Additional metrics noted in related disclosures show the fund provides a dividend yield of 12.23%. According to InvestingPro, NXG has maintained dividend payments for 15 consecutive years, and the InvestingPro platform lists four additional ProTips and comprehensive financial metrics for users who access the service.
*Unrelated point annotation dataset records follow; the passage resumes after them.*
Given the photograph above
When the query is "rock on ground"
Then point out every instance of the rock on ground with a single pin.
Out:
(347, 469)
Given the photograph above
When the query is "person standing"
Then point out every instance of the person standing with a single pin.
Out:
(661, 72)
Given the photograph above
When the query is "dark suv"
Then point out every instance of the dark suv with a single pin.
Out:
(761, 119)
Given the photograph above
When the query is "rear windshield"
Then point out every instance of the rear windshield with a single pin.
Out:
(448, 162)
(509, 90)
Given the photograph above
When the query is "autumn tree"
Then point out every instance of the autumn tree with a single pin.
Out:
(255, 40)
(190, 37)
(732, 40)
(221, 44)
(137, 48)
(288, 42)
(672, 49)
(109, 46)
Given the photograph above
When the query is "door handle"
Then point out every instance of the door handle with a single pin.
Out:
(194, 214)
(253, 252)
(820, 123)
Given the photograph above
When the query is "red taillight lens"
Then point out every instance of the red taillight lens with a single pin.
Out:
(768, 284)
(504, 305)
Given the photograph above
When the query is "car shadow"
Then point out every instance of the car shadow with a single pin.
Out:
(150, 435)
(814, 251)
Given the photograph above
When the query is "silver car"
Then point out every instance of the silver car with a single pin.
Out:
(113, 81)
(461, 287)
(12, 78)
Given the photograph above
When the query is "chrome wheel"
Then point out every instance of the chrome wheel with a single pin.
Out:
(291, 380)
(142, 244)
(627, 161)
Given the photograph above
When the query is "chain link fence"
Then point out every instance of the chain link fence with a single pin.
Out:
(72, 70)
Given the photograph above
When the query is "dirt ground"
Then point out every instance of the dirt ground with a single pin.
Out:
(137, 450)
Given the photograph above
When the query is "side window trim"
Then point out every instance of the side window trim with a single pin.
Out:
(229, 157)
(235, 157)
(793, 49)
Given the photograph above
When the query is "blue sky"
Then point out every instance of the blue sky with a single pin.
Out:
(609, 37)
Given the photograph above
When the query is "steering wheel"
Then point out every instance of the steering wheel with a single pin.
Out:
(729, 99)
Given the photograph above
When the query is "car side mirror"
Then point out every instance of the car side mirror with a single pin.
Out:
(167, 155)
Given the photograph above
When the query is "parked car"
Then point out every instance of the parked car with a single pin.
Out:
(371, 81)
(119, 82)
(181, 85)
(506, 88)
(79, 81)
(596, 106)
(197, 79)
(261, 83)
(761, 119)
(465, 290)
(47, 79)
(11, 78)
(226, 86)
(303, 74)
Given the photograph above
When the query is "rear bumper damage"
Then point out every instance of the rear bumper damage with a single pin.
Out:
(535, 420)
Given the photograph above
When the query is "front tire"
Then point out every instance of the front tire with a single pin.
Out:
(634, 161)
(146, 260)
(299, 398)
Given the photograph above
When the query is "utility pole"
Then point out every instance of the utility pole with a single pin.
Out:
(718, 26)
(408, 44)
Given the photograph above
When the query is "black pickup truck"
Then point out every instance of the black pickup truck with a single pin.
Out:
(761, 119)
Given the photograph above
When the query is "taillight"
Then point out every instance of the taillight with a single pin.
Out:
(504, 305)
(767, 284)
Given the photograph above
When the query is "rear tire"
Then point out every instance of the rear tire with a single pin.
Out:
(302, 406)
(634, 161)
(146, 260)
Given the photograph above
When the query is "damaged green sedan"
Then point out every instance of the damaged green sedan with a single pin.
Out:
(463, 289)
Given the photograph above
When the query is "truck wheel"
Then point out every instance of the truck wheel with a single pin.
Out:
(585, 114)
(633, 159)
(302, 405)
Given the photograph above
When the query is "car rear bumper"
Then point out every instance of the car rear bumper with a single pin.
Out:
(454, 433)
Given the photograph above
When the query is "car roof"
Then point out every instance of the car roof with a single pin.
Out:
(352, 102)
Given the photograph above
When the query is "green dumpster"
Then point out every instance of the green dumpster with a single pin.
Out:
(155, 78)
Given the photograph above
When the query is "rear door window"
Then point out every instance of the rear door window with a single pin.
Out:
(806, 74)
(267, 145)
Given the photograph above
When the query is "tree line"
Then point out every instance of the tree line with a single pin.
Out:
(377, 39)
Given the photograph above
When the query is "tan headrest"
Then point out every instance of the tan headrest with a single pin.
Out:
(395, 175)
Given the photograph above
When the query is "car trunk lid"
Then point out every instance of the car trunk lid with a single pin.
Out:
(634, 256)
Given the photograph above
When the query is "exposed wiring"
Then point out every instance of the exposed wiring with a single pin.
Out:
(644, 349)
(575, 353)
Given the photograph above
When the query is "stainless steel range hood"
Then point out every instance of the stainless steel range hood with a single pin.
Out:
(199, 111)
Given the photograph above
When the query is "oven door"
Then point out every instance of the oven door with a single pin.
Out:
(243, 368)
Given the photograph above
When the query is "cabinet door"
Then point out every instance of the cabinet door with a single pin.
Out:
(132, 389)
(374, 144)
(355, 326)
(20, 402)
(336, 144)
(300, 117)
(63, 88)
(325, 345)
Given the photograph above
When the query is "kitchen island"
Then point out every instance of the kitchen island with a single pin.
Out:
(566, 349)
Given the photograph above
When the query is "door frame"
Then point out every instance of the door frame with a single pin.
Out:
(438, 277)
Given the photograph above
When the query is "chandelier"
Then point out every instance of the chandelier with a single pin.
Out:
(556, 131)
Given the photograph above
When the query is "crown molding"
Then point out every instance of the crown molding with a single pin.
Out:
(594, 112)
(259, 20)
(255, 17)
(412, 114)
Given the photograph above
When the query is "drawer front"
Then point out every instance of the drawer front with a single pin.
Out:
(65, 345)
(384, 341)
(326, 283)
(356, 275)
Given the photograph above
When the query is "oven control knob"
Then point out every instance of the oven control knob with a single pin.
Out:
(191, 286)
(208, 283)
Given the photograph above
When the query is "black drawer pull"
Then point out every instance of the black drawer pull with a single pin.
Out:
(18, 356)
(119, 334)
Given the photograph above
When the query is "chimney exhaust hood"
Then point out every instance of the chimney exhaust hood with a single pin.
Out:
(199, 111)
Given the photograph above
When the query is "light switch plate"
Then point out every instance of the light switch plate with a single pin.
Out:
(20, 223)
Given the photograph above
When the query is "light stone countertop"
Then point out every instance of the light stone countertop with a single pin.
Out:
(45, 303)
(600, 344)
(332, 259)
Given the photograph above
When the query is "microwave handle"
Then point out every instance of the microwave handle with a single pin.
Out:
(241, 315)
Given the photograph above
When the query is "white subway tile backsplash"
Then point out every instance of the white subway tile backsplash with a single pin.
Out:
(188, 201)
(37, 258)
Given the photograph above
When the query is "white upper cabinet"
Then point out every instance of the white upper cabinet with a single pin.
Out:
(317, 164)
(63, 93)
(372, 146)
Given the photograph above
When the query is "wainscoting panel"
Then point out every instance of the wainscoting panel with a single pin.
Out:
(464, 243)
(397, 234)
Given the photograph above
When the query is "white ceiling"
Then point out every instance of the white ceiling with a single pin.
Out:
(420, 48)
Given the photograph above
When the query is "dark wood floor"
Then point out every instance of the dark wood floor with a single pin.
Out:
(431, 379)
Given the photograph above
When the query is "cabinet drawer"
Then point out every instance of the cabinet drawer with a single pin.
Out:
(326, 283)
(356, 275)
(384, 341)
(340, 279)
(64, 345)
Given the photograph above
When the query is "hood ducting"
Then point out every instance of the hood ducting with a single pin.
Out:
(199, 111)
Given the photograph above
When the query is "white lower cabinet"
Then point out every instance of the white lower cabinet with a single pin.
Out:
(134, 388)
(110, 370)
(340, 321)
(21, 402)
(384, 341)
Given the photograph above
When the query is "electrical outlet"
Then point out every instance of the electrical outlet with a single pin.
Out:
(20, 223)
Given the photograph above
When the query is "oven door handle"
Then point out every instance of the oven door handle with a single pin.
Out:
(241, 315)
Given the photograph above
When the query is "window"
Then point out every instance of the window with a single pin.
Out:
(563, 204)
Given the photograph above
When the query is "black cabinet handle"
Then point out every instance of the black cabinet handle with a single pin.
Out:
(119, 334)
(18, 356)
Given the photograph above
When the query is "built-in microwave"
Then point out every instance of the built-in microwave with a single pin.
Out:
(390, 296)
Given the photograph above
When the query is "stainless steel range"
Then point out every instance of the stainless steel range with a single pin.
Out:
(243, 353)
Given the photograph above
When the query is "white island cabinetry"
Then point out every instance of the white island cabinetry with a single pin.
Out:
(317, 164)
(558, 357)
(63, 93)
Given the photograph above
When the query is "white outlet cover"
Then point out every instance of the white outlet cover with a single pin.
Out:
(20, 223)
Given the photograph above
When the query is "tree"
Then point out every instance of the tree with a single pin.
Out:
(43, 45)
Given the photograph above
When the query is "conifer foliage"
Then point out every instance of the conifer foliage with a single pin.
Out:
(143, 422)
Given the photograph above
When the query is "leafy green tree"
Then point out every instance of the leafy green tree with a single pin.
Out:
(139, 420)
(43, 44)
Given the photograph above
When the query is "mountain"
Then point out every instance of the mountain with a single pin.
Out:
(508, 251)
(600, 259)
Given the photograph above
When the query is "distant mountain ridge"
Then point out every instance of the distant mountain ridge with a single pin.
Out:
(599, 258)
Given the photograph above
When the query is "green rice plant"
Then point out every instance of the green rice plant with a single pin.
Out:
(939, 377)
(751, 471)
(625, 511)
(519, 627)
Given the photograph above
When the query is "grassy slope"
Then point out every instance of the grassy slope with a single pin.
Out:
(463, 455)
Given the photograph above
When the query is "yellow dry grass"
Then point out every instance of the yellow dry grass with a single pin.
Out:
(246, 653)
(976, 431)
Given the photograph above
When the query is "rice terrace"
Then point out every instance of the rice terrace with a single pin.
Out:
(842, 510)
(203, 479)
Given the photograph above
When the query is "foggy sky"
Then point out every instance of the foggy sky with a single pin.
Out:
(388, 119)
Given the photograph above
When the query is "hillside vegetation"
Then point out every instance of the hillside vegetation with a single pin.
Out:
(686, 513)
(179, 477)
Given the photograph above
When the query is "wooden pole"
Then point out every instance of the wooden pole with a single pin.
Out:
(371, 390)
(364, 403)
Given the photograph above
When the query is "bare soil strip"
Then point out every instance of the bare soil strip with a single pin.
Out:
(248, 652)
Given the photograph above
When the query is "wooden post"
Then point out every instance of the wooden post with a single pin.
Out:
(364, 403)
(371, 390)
The insider purchase and the at-the-market offering were disclosed in company filings. The factual details above summarize the transactions and the fund’s financing action as reported in those disclosures.

Risks

  • The at-the-market offering represents an active change to the fund’s capital structure; details on timing and volume sold may affect market supply and investor reception - this impacts capital markets and income-oriented investors.
  • Dividend history noted by InvestingPro indicates 15 consecutive years of payments, but continuation is not a guaranteed outcome; income investors in infrastructure funds should consider dividend stability as an uncertainty.
  • The fund’s share price trading near its 52-week high after a 26% one-year return introduces market-price sensitivity to further equity transactions; equity markets and investors focused on yield are affected.